Akron live review
Akron prizes golden ticket to rare show By David Giffels
One of the things I like about Akron is that we don't take our privileges for granted. We are good children when invited to fortune's table.
So the lobby conversations preceding Tom Waits' Akron Civic Theatre concert Sunday evening generally began with statements of surprise and gratitude that the revered American songwriter had chosen Akron for one of his rare and fabled shows, and how lucky each of us was to have scored a ticket.
A Tom Waits show is not simply a concert. It is an event celebrating a particular kind of cult figure. Waits (recently ranked No. 4 on Paste magazine's listof the 100 best living songwriters) might not be able to fill Quicken Loans Arena, but he will always be able to draw people from all over the country, willing to pay any price to see him. When he feels like playing, that is. Which isn't all that often.
So in the lobby Sunday, there were wide-eyed tales of pounding away at the Ticketmaster Web site on the morning that tickets went on sale, and suddenly being transported into a Wonka-like fourth dimension.
The golden ticket!
There was a realization that virtually all of the 2,500 in attendance had obtained this privilege within seconds of one another -- the show sold out in 10 minutes -- and that people had come from all over the country for this, one of only eight concerts on this tour.
A pair of $65 tickets for Sunday's concert sold for $911 on eBay, after drawing 49 bids.
We met fans who'd flown in from Las Vegas. We learned that Square Records in Highland Square was overrun with out-of-town record hounds killing time Sunday afternoon before the doors opened. We encountered strangers who had no idea such a glorious place as the Akron Civic Theatre existed -- or even Akron, for that matter.

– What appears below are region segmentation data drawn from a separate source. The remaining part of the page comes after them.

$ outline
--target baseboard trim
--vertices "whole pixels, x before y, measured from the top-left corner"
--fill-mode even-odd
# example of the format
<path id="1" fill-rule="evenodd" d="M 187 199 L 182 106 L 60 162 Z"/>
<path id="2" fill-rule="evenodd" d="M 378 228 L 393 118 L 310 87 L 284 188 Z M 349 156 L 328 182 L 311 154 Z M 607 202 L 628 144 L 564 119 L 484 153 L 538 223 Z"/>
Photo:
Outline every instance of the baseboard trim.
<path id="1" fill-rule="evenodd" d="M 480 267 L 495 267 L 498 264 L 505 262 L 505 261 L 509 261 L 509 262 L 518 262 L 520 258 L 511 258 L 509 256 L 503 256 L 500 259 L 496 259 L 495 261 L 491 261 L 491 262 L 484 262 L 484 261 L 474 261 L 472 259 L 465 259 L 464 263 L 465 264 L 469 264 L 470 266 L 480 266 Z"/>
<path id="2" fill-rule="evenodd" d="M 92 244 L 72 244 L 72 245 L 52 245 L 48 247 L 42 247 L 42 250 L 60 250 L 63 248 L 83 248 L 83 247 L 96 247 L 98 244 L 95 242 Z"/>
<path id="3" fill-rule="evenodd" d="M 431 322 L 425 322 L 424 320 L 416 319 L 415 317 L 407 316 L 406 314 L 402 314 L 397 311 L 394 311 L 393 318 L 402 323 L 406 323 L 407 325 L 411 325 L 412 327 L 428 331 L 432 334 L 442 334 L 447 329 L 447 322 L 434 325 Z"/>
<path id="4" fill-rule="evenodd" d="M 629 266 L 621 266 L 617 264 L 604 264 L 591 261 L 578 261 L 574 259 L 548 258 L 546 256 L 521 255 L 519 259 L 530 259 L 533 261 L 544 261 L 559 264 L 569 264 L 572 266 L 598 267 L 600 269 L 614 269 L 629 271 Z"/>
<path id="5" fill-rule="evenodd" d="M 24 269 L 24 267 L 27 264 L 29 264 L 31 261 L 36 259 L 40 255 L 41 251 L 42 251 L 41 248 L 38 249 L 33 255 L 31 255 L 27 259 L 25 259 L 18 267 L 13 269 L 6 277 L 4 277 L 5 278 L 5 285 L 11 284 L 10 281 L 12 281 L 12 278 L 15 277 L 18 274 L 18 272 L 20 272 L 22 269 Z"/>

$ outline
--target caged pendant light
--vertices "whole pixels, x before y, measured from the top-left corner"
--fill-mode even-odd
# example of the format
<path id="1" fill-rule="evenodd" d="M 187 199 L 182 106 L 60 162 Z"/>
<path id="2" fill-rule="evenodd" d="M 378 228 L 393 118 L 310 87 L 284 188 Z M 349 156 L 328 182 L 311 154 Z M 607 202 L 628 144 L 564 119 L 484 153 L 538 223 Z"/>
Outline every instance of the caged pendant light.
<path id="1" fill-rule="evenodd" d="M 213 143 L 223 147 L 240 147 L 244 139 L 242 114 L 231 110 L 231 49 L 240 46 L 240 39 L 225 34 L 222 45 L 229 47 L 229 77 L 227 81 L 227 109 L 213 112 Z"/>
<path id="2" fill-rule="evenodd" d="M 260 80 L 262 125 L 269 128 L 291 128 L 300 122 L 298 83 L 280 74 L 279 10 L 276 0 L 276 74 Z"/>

``It's gaudy,'' I overheard someone say as he took in the ornate interior, ``but it works.''
So it was an event, and it was an event within an event.
There is a Tom Waits ``type,'' a sort of carefully outfitted midcareer beatnik drawn to the gravelly, cinematic, bordello-troubadour character Waits embodies. (There haven't been this many porkpie hats in downtown Akron since the Hatterie up and moved.)
And so, for us natives who commiserated in the lobby, the question was inevitable: Why Akron?
We do this. It's our nature.
When people say they chose Akron of their own free will, especially for such a special event, we stop to ask why.
I had speculated about this myself in the weeks since I scored my golden ticket and had come up with a pretty decent body of evidence. For years, one of Waits' main sidemen was horn player Ralph Carney, who grew up here and began his career playing with Akron New Wave oddballs Tin Huey. And Waits has a long association with Jim Jarmusch, the iconoclastic Akron-born filmmaker. (Both artists wear their Akron-ness with pride.)
He also worked with the late Robert Quine, a relentlessly inventive guitarist and yet another Akron native.
But those are literal connections. I like to believe Waits chose Akron for stylistic reasons, the very same reasons that prompt this question in the first place. The idea that it is a place with shaky confidence, gritty and beat-down, but doggedly optimistic. These could well be the adjectives describing a character in one of Waits' songs.
But just to keep us honest, we learned last week that Waits had added a surprise midnight show in Cleveland on Sunday. So even as we reveled in our privilege, we could not avoid the realization that he was gracing us with his presence while a limousine idled at the backstage door, ready to whisk our hero out of town before his boot heels had cooled.
We realized that Cleveland, once again, would manage to stick its fingers into our cake.
And, yeah, it seems as though Tom Waits understood us so well that he chose us on purpose just so he could write that bittersweet ending.